What does “cold extracted” mean for our olive oils?

Bellacret olive oil is “cold extracted” – which describes oil that was obtained from processing the olive paste in a centrifuge to extract the oil from the olive fruit. This method is executed at a cold temperature without heating the paste or resulting oil at any point.

Cold extraction is the leading method of processing top-quality olive oils. This process preserves the natural flavour of the olive and the health benefits and key nutrients: essential fatty acids, vitamin E, and natural antioxidants.

  Is it true that the greener the oil, the better?

Many people think that the color of the oil is a reflection of its quality. However, this is a myth. Many producers know that consumers  believe this and will add olive leaves to the olive press to release the chlorophyll content, so that the oil looks greener. The color has no bearing on the quality but is more of an indication of when the olives were harvested. Olives harvested earlier in the season tend  to be greener, whereas olives harvested later may be more golden. Keep in mind that different olives also exhibit different colors.

  Do high quality olive oils have higher amounts of antioxidants?

It may be difficult to think of oil as having anti-inflammatory properties but olive oil does provide many health benefits. One reason is   that olive oil is a fruit fat. It is not made but found within the olive, in its finished form, and extracted.

The higher the level of antioxidants in an olive oil, the healthier it is for you. There are hundreds and hundreds of different types of   olive oil across the world. You may not be able to tell, but every olive oil has a very different flavour profile that ultimately translates to   your food. Some are delicate and some are strong. In many countries, olive oil is the ultimate sauce. If you drizzle olive oil over any   dish, depending on the quality of the oil, it can either lower the taste or heighten the flavour. In countries where olive oil is the back- bone of the food culture, olive oil is viewed as one of the most precious items. Not only is it harvested once a year, it is also used in every single meal.

Type of Container

Try to look for an olive oil in a dark or tinted glass bottle, rather than a plastic or clear glass. Any light that enters the bottle can cause the oil to photo-oxidize and taste rancid or bitter. In general, heat, air and light are the enemies of oil. To prevent olive oil from going rancid, store it in a cool, dry area, away from the stove or other hot appliances.

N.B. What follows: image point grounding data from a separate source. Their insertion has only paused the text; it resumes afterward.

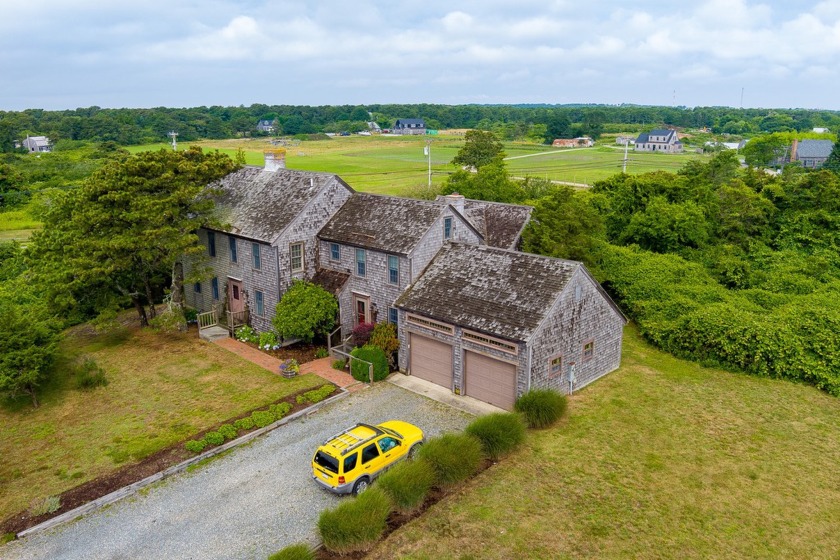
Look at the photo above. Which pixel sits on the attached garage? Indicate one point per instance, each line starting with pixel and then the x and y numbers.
pixel 431 360
pixel 490 380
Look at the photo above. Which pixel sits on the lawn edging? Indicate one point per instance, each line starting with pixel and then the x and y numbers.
pixel 132 489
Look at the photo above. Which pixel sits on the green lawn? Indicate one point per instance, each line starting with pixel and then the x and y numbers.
pixel 396 165
pixel 660 459
pixel 162 390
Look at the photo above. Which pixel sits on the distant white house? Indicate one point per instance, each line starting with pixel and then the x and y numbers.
pixel 37 144
pixel 660 140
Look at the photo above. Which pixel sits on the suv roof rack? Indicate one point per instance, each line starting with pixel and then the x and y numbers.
pixel 346 441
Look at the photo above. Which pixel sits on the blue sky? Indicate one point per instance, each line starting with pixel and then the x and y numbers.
pixel 63 54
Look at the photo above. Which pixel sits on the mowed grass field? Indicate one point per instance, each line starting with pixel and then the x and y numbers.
pixel 396 165
pixel 660 459
pixel 162 389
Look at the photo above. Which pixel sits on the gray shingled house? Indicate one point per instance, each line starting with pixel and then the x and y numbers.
pixel 812 153
pixel 380 245
pixel 274 215
pixel 493 323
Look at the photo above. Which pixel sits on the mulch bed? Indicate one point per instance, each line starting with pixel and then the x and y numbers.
pixel 397 520
pixel 128 474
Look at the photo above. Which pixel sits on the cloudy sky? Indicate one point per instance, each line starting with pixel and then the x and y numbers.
pixel 63 54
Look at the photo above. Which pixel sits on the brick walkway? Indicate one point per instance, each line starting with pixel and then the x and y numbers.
pixel 322 367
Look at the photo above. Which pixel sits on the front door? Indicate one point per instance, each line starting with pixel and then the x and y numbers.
pixel 361 304
pixel 236 299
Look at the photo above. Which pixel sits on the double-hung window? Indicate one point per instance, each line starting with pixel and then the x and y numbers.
pixel 232 243
pixel 296 257
pixel 393 269
pixel 258 296
pixel 211 243
pixel 255 251
pixel 361 258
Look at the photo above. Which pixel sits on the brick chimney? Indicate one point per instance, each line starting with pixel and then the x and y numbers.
pixel 275 159
pixel 456 201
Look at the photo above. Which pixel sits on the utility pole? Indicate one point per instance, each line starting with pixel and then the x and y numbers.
pixel 624 167
pixel 427 151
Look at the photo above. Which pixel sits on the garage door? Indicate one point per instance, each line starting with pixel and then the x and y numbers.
pixel 431 360
pixel 490 380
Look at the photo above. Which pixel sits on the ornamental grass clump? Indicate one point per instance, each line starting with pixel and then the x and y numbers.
pixel 407 484
pixel 357 523
pixel 541 407
pixel 294 552
pixel 498 433
pixel 453 457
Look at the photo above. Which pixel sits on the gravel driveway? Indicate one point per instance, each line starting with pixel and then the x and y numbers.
pixel 247 504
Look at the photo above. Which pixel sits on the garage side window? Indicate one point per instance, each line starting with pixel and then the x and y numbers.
pixel 555 366
pixel 370 453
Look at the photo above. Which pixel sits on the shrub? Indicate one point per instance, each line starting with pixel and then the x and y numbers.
pixel 214 438
pixel 268 341
pixel 305 311
pixel 279 410
pixel 294 552
pixel 541 407
pixel 356 524
pixel 228 431
pixel 372 354
pixel 247 334
pixel 195 445
pixel 316 395
pixel 262 418
pixel 407 484
pixel 244 423
pixel 384 336
pixel 90 375
pixel 361 333
pixel 453 457
pixel 498 433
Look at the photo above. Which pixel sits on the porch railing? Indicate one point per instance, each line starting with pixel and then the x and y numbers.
pixel 208 319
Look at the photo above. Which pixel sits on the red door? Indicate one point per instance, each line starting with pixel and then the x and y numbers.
pixel 235 297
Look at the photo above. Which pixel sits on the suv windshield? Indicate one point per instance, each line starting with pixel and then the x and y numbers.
pixel 324 460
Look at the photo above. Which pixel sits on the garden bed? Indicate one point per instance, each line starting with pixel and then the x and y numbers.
pixel 129 474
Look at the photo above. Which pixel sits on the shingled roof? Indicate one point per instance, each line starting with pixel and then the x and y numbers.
pixel 260 204
pixel 495 291
pixel 500 224
pixel 384 223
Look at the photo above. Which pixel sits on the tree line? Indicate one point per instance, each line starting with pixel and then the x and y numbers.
pixel 140 126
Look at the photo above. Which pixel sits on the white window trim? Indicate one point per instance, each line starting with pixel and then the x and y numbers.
pixel 302 257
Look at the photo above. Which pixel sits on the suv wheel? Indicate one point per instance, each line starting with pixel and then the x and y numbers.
pixel 360 486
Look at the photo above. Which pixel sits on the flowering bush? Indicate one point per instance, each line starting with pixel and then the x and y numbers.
pixel 247 334
pixel 290 367
pixel 268 341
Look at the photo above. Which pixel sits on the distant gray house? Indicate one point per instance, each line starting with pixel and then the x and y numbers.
pixel 473 314
pixel 493 323
pixel 37 144
pixel 267 126
pixel 659 140
pixel 409 126
pixel 812 153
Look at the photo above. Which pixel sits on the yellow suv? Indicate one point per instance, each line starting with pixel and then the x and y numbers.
pixel 348 462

Is there a big difference between cooked and uncooked olive oil?

Uncooked olive oil is healthier than cooked olive oil (a chemical change occurs at its smoking point, when it essentially begins to consume itself through burning). Plus, raw oil maintains its great pure flavour, while heat and other ingredients can change the flavour of cooked oil. Our advice is to use the minimum amount needed for cooking and then garnish the dish with oil from the bottle just before serving.

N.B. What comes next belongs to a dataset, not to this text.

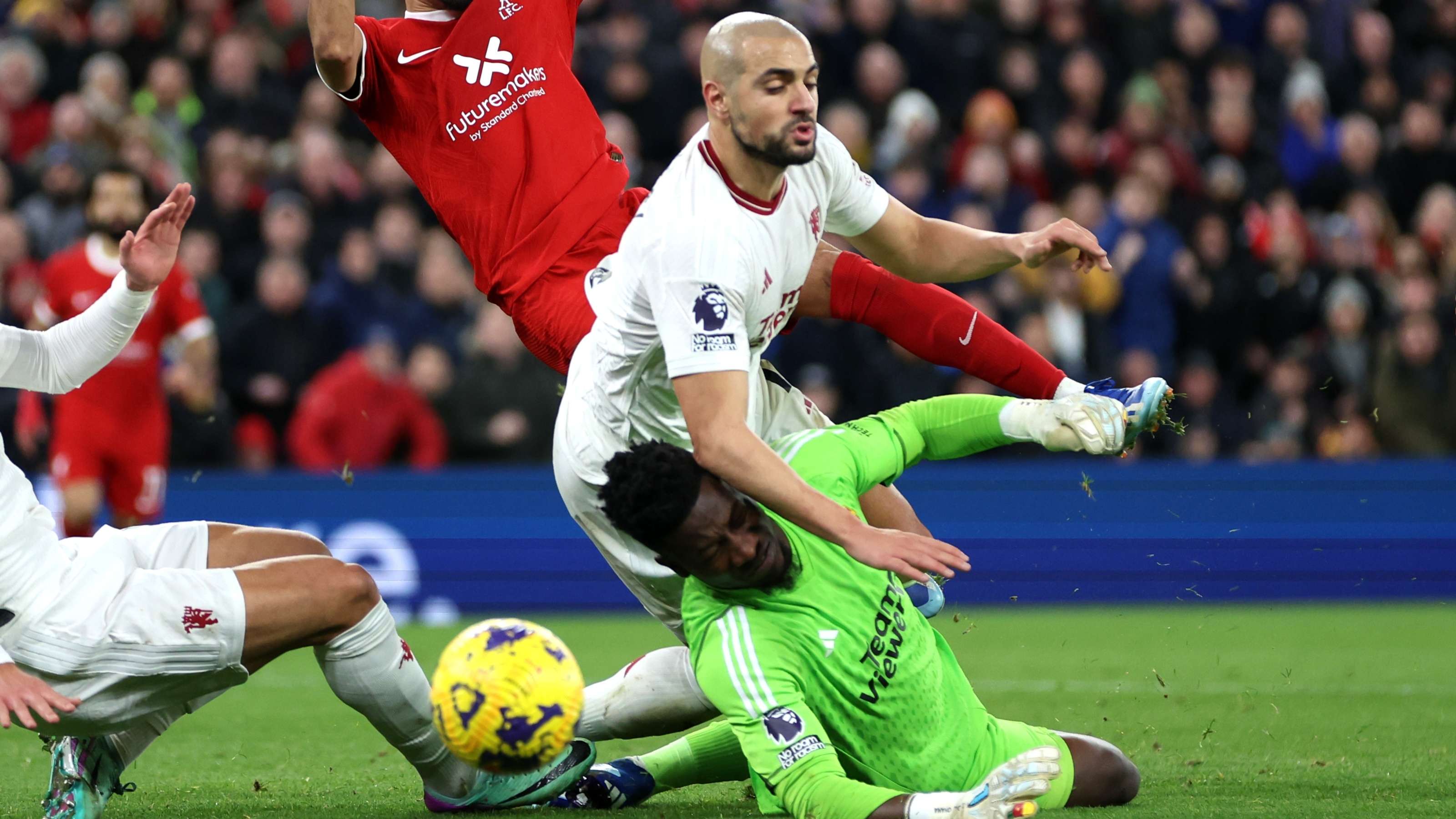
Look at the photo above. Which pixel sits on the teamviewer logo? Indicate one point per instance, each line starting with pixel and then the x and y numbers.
pixel 497 62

Can I use olive oil that is not extra virgin?

You can, but why would you. Ask any decent Mediterranean chef–extra virgin olive oil is the only olive oil to cook with because it has no taste defects and it’s ultimately better for you (potent antioxidants; monounsaturated fats that help prevent heart disease).

Should I use extra virgin olive oil for frying?

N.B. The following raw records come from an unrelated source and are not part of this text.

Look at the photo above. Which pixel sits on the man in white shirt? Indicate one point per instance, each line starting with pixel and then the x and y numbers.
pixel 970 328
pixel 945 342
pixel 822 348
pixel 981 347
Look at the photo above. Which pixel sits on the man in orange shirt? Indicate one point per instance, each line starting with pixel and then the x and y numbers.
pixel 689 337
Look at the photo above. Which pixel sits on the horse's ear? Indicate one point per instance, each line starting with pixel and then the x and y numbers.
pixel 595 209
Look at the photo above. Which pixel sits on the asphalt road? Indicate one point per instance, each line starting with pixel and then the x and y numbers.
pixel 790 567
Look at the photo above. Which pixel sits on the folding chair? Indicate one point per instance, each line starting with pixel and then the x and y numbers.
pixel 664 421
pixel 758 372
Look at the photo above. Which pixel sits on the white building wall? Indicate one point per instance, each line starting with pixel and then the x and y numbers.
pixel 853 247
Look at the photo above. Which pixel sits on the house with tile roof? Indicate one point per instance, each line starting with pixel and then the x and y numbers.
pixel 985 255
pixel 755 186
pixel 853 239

Our answer is “yes.” Most alternative and inferior oils have been treated chemically to strip obvious defects and produce a neutral flavour. Extra virgin olive oil is pretty resistant to high temperatures and has a great taste that will most likely complement whatever you’re frying. You can use it 1-2 more times (only for frying).

Well-made extra virgin olive oil will never be dirt cheap

If an “extra virgin”(or so it says) olive oil is much more affordable than the other ones on the shelf, that’s a red flag. Artisanship takes time and money and high-quality olive oil producers have certain costs to cover before they can even start to make a profit.